There are more than six thousand and five hundred (6,500) handymax and handysize dry bulk vessels in the world, with more than one thousand (1,000) shipowning groups active in this segment worldwide. The top one hundred owners control only two thousand of these vessels (appr. twenty vessels per owner) or less than 30% of the world fleet, with an apparently very long tail of ownership. As much as consolidation may make sense, it’s impossible to ever get close to a consolidated market from a practical point of view in this market segment.
Lots of these shipowners will fail to see any economic benefit from getting consolidated, amalgamated, merged, acquired or otherwise voluntarily get off of their present equilibrium; not to mention that most of the shipyards can build handymax / handysize vessels for anyone who can afford them (and sometimes cannot afford them). Thus, the market could not stay consolidated for long, even if forced into a consolidation due to poor present dynamics. Furthermore, handymax / handysize vessels effectively can trade any type of dry bulk cargo in the world and can access all the ports of the world, causing an infinite number of cargo and port permutations.
And, we have not talked yet about the charterers of these vessels, which is an equally impressive long tail of charterers. The common denominator among them is their desire for the lowest transport cost for their cargoes - condition of the vessels, wellbeing of seafarers, regulatory environment be damned by a great deal of these charterers – the sorry state of the truth, politically correct or not [this statement is not an opinion or comment in any way, just a sharp-tongued observation]. In certain markets, consolidation seems it is not practically doable given the existing dynamics of the market and the prospects that such dynamics can change in the long run.

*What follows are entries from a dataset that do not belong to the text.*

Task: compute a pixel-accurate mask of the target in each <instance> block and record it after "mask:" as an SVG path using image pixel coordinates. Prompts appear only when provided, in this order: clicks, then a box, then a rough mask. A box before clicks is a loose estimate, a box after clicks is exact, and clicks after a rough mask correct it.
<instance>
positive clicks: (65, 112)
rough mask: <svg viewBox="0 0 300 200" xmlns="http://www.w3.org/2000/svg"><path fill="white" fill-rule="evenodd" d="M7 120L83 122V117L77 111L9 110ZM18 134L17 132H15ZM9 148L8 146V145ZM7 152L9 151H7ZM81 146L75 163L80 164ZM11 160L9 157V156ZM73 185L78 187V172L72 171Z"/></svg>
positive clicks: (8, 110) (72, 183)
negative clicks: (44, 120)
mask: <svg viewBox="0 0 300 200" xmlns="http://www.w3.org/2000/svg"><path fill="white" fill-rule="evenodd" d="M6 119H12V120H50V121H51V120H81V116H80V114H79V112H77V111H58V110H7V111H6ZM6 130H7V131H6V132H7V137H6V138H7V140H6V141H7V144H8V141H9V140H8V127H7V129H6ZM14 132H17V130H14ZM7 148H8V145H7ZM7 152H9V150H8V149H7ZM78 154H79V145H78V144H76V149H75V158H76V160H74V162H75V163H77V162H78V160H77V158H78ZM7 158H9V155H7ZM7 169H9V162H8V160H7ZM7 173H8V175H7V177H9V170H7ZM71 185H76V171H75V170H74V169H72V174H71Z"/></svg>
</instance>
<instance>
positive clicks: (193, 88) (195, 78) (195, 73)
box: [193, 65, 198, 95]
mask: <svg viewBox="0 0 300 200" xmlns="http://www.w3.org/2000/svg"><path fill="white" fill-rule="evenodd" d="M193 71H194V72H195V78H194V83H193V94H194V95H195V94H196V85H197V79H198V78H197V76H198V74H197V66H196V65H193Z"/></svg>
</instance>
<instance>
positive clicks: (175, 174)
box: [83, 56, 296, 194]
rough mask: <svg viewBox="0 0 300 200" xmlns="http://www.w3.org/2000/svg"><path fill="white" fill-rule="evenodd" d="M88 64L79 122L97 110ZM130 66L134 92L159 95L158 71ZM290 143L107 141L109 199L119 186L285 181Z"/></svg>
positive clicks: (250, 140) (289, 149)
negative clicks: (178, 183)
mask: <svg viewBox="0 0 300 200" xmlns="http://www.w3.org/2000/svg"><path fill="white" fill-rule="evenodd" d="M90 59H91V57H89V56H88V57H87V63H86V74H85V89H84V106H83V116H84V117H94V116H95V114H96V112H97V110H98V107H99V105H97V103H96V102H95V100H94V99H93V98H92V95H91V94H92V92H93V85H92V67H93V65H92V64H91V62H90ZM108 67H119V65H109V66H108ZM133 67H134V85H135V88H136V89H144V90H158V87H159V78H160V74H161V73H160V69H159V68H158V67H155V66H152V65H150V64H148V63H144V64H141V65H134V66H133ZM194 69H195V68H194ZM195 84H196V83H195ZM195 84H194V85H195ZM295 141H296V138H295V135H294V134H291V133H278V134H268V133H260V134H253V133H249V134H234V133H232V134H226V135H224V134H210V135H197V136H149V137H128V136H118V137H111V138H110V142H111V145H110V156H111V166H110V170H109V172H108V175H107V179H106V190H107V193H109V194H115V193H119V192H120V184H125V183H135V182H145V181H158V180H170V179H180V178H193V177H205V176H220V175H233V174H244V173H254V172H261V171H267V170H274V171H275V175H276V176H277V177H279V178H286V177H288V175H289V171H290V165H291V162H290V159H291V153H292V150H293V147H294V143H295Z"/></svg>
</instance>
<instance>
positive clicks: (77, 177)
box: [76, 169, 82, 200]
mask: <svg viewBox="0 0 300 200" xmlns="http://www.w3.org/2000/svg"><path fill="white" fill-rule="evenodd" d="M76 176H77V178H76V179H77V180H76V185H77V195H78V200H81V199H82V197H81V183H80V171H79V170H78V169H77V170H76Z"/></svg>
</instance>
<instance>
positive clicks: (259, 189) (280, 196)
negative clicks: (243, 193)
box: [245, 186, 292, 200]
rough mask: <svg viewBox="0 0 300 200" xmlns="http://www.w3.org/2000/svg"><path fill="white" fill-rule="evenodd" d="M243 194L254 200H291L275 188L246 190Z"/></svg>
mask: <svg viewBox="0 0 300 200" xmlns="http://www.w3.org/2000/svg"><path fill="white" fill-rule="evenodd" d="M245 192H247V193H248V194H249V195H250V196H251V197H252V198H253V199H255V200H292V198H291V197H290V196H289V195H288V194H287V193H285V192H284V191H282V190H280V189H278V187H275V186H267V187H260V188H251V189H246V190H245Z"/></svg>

And for the markets where consolidation can be feasible, the argument’s prime mover is that larger fleets call for efficiencies, efficiencies ad infinitum according to certain presentations. We all know that life and business are not a straight lines, and a fleet of forty uniform vessels is not twice as efficient as a fleet of twenty vessels, which is not twice as efficient as the fleet of ten vessels, etc. Clearly fleets of fewer than five vessels are completely inefficient, but where does the marginal benefit of adding more vessels to a fleet stop being worthy of the additional consolidation? We are not aware of any academic studies, but empirical evidence from many markets concentrates around the number of thirty vessels. Some publicly listed companies want us to believe that fleets of one hundred vessels are the most efficient, but we are not convinced that the magic number one hundred is the result of business amalgamation rather than a convincing coherent business strategy.

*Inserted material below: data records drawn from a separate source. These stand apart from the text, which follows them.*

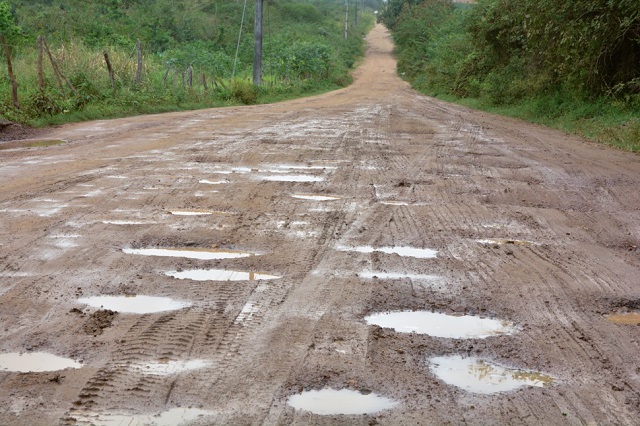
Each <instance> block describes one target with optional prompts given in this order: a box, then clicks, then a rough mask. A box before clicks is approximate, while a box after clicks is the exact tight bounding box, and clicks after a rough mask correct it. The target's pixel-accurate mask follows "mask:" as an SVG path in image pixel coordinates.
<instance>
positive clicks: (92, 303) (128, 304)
mask: <svg viewBox="0 0 640 426" xmlns="http://www.w3.org/2000/svg"><path fill="white" fill-rule="evenodd" d="M77 301H78V303H82V304H84V305H89V306H91V307H93V308H99V309H108V310H111V311H116V312H122V313H129V314H152V313H155V312H164V311H177V310H179V309H183V308H188V307H190V306H191V303H190V302H183V301H179V300H174V299H171V298H169V297H155V296H140V295H135V296H93V297H82V298H80V299H78V300H77Z"/></svg>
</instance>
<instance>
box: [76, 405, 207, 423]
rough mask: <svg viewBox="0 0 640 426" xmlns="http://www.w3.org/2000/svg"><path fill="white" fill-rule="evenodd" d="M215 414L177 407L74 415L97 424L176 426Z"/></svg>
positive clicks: (204, 410) (79, 421) (194, 420)
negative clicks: (111, 413)
mask: <svg viewBox="0 0 640 426" xmlns="http://www.w3.org/2000/svg"><path fill="white" fill-rule="evenodd" d="M214 414H215V413H214V412H212V411H206V410H201V409H198V408H181V407H177V408H172V409H170V410H167V411H164V412H162V413H158V414H135V415H133V414H107V413H82V414H80V413H78V414H76V413H73V417H74V418H75V419H76V420H77V421H79V422H87V423H90V424H92V425H96V426H125V425H126V426H150V425H153V426H175V425H182V424H187V423H189V422H195V421H198V420H201V419H202V420H204V418H206V417H207V416H212V415H214ZM198 424H199V423H198Z"/></svg>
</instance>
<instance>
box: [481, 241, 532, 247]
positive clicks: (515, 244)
mask: <svg viewBox="0 0 640 426" xmlns="http://www.w3.org/2000/svg"><path fill="white" fill-rule="evenodd" d="M476 242H478V243H480V244H499V245H503V244H513V245H516V246H530V245H536V244H537V243H534V242H533V241H524V240H508V239H487V240H476Z"/></svg>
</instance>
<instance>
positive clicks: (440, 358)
mask: <svg viewBox="0 0 640 426" xmlns="http://www.w3.org/2000/svg"><path fill="white" fill-rule="evenodd" d="M429 362H430V363H431V366H430V369H431V371H432V372H433V374H435V375H436V376H437V377H438V378H439V379H440V380H442V381H444V382H445V383H447V384H449V385H453V386H457V387H459V388H462V389H464V390H466V391H467V392H472V393H481V394H491V393H497V392H508V391H512V390H515V389H518V388H520V387H523V386H535V387H544V386H548V385H550V384H551V383H552V382H553V378H552V377H551V376H547V375H544V374H542V373H537V372H532V371H524V370H517V369H513V368H508V367H503V366H501V365H497V364H493V363H490V362H488V361H485V360H482V359H480V358H475V357H471V358H463V357H462V356H460V355H454V356H447V357H434V358H431V359H430V360H429Z"/></svg>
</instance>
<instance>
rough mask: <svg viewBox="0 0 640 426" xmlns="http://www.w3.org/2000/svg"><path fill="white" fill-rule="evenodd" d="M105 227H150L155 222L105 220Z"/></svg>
mask: <svg viewBox="0 0 640 426" xmlns="http://www.w3.org/2000/svg"><path fill="white" fill-rule="evenodd" d="M102 223H104V224H105V225H150V224H154V223H155V222H143V221H141V220H103V221H102Z"/></svg>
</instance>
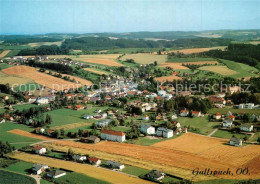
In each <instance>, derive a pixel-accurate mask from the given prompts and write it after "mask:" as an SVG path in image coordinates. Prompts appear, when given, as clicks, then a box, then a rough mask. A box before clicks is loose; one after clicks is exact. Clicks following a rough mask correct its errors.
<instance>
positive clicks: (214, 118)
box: [213, 112, 221, 119]
mask: <svg viewBox="0 0 260 184" xmlns="http://www.w3.org/2000/svg"><path fill="white" fill-rule="evenodd" d="M213 118H214V119H221V114H219V113H218V112H217V113H216V114H214V115H213Z"/></svg>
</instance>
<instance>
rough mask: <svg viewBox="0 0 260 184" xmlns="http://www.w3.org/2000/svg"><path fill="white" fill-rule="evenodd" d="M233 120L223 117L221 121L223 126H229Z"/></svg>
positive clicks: (224, 127)
mask: <svg viewBox="0 0 260 184" xmlns="http://www.w3.org/2000/svg"><path fill="white" fill-rule="evenodd" d="M232 124H233V121H232V120H230V119H225V120H224V121H223V123H222V127H223V128H230V127H232Z"/></svg>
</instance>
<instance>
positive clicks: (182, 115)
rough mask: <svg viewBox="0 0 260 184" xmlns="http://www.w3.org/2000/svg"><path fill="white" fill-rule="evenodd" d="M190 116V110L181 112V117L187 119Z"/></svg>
mask: <svg viewBox="0 0 260 184" xmlns="http://www.w3.org/2000/svg"><path fill="white" fill-rule="evenodd" d="M188 115H189V111H188V110H186V109H184V110H181V112H180V116H181V117H186V116H188Z"/></svg>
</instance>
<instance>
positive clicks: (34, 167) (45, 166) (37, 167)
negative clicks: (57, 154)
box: [32, 164, 49, 174]
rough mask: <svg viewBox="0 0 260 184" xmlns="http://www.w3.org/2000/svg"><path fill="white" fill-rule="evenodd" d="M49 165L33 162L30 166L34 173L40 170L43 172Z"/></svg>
mask: <svg viewBox="0 0 260 184" xmlns="http://www.w3.org/2000/svg"><path fill="white" fill-rule="evenodd" d="M48 168H49V167H48V166H47V165H42V164H33V166H32V171H33V173H35V174H41V173H42V172H44V171H45V170H46V169H48Z"/></svg>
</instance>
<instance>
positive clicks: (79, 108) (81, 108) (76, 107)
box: [75, 105, 84, 111]
mask: <svg viewBox="0 0 260 184" xmlns="http://www.w3.org/2000/svg"><path fill="white" fill-rule="evenodd" d="M82 109H84V107H83V106H82V105H75V110H77V111H78V110H82Z"/></svg>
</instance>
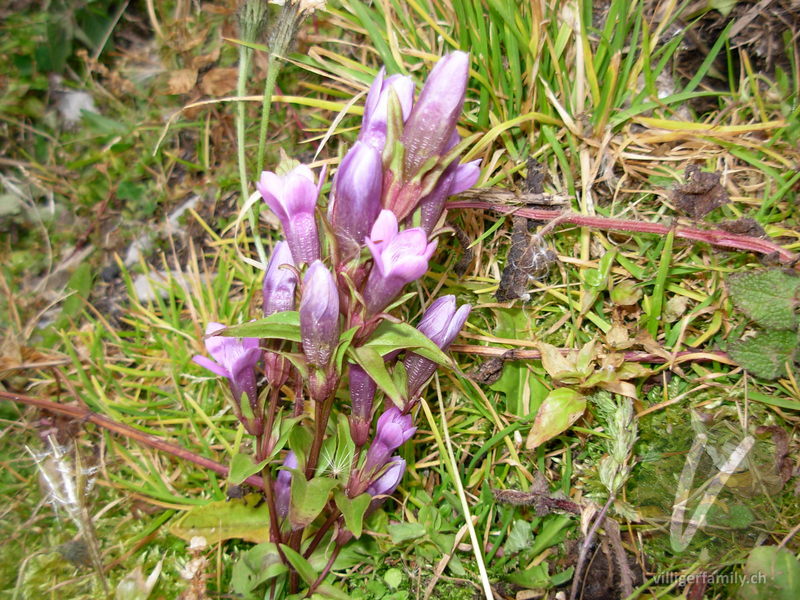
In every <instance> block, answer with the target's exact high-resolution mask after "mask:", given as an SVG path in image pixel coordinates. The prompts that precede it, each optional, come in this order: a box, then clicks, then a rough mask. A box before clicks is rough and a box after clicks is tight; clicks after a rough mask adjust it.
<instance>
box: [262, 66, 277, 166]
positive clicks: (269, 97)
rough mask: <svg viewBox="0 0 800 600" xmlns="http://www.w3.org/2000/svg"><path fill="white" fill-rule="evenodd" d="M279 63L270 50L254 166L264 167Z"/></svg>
mask: <svg viewBox="0 0 800 600" xmlns="http://www.w3.org/2000/svg"><path fill="white" fill-rule="evenodd" d="M279 72H280V65H279V63H278V60H277V58H276V57H275V55H274V54H273V53H272V52H270V53H269V58H268V60H267V79H266V80H265V81H264V97H263V98H262V99H261V127H260V129H259V131H258V154H257V158H256V168H257V169H263V168H264V152H265V150H266V147H267V126H268V125H269V111H270V108H271V107H272V92H274V91H275V82H276V81H277V79H278V73H279Z"/></svg>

There are so much in savings from IT and admin to be derived and so many synergies and discounts to be obtained, that a lousy freight market can save. A shipping company in a consolidated market segment may have a higher probability of survival in a bad market, but the law of gravity is universal, and when gravity exceeds buoyancy, the result is a downward movement.
Consolidating or not, the shipping industry has proven that it’s not always like other industries; what has worked in other industries is not always applicable to shipping, at least not for the broad ocean of vessel ownership in all markets and corners of the world.
The opinions expressed herein are the author's and not necessarily those of The Maritime Executive.